Booster la puissance de feu
Pour poursuivre le développement de son entreprise, il a donc décidé de quitter Charlieu pour des locaux plus grands à Saint-Denis-de-Cabanne. «Ici on travaille dans 60m². J'ai acheté des machines que je ne peux même pas installer. Là-bas, on aura 1.000m². On va augmenter notre puissance de feu en terme de cuisson et également nos capacités de stockage. On devrait rapidement atteindre les 240 tonnes par an», commente-t-il. Un investissement qui, avec le coût des travaux de rénovation, s'élève à 150.000 €. Prévu pour la mi-décembre, le déménagement devrait marquer un tournant dans l'orientation stratégique de La Maison de la Praline. «Depuis mon accident de voiture en 2003, j'ai un peu déconnecté de l'activité boulangerie-pâtisserie. J'ai donc décidé d'arrêter pour me consacrer uniquement à la praline. Le magasin est d'ailleurs à vendre...», lance Max Fleurdépine.
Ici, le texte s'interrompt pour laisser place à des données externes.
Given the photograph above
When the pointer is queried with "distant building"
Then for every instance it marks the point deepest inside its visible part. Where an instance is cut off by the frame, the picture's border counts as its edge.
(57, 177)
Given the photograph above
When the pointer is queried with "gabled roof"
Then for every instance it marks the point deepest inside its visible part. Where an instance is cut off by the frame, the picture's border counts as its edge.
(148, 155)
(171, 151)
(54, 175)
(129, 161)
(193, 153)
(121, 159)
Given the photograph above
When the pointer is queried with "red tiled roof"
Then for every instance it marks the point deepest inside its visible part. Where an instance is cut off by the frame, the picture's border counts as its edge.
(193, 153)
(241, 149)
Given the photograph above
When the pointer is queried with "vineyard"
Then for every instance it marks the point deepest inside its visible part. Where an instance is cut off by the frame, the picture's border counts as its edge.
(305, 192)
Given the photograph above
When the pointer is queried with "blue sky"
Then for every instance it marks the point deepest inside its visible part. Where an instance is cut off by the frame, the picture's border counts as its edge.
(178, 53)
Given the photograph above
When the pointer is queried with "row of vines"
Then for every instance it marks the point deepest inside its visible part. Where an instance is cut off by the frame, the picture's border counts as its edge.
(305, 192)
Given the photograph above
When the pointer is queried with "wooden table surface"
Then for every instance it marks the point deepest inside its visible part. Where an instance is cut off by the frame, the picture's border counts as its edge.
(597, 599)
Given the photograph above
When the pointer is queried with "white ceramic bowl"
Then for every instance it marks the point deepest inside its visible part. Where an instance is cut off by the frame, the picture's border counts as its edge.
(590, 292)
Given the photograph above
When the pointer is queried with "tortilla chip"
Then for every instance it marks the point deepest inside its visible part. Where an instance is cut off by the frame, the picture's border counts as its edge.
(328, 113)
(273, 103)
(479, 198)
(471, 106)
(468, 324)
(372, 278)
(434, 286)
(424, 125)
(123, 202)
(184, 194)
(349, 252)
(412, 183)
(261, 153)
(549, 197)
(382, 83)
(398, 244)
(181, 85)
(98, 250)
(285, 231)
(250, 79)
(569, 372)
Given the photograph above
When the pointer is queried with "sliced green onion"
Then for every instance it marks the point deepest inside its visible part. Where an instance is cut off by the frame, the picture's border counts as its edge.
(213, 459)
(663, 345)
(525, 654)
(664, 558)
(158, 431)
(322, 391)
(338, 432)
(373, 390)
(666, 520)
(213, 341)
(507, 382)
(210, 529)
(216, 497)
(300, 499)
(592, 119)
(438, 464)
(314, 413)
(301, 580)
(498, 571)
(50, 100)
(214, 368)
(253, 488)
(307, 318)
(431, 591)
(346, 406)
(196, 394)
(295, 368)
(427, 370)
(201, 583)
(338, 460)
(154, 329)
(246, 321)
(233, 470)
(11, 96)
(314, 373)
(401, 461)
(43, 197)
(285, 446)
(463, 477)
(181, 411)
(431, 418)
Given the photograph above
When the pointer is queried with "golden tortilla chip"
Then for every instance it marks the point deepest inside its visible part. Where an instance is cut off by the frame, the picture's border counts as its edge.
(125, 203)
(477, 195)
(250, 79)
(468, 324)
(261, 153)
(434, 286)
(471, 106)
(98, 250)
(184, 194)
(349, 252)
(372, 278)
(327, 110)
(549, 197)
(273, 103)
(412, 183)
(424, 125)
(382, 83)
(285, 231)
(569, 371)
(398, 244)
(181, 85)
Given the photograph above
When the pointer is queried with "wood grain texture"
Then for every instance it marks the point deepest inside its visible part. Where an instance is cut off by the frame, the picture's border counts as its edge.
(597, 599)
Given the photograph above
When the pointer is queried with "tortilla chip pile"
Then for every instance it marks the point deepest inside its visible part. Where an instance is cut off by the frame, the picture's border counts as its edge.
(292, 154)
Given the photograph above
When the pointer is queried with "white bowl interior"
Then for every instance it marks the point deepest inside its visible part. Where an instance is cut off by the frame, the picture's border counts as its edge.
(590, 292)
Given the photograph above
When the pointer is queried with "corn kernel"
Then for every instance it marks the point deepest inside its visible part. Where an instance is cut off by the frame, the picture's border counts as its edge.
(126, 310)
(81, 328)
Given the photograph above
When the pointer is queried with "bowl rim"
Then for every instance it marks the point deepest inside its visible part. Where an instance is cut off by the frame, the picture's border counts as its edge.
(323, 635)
Visites touristiques, export et nouvelles recettes
Pour développer son activité, le gérant ne manque pas d'idées. «Je vais monter une petite boutique d'entreprise avec un show room pour développer les visites touristiques. Jusqu'à présent, on recevait une trentaine de cars par an dans des locaux pas vraiment adaptés. Désormais, on va pouvoir travailler en étroite collaboration avec les autocaristes. L'essentiel, c'est que tout le monde gagne sa vie», expose la fine fleur de la praline. Autre piste de développement: l'export. «Cela fait partie des axes que l'on va travailler. Il y a deux ans, on a fait le salon SIRHA à Lyon. J'ai eu des contacts intéressants notamment avec un importateur japonais», confie-t-il. Parallèlement à la prospection commerciale, Max Fleurdépine entend mener à terme des projets de R & D. «J'envisage de lancer des confitures à la praline. Je travaille aussi avec un industriel spécialisé dans le sucre pour mettre au point une recette d'appareil à praline, prêt à l'emploi, pour les tartes. J'ai une forte demande sur ce produit. Un client, qui détient plus de 300 magasins, est d'ailleurs très intéressé», assure le dirigeant.
Après 10 années passées à Charlieu, Max Fleurdépine a décidé de quitter la commune pour s'installer dans des locaux plus grands à Saint-Denis-de-Cabanne. Un déménagement qui devrait marquer un tournant dans l'activité de La Maison de la Praline.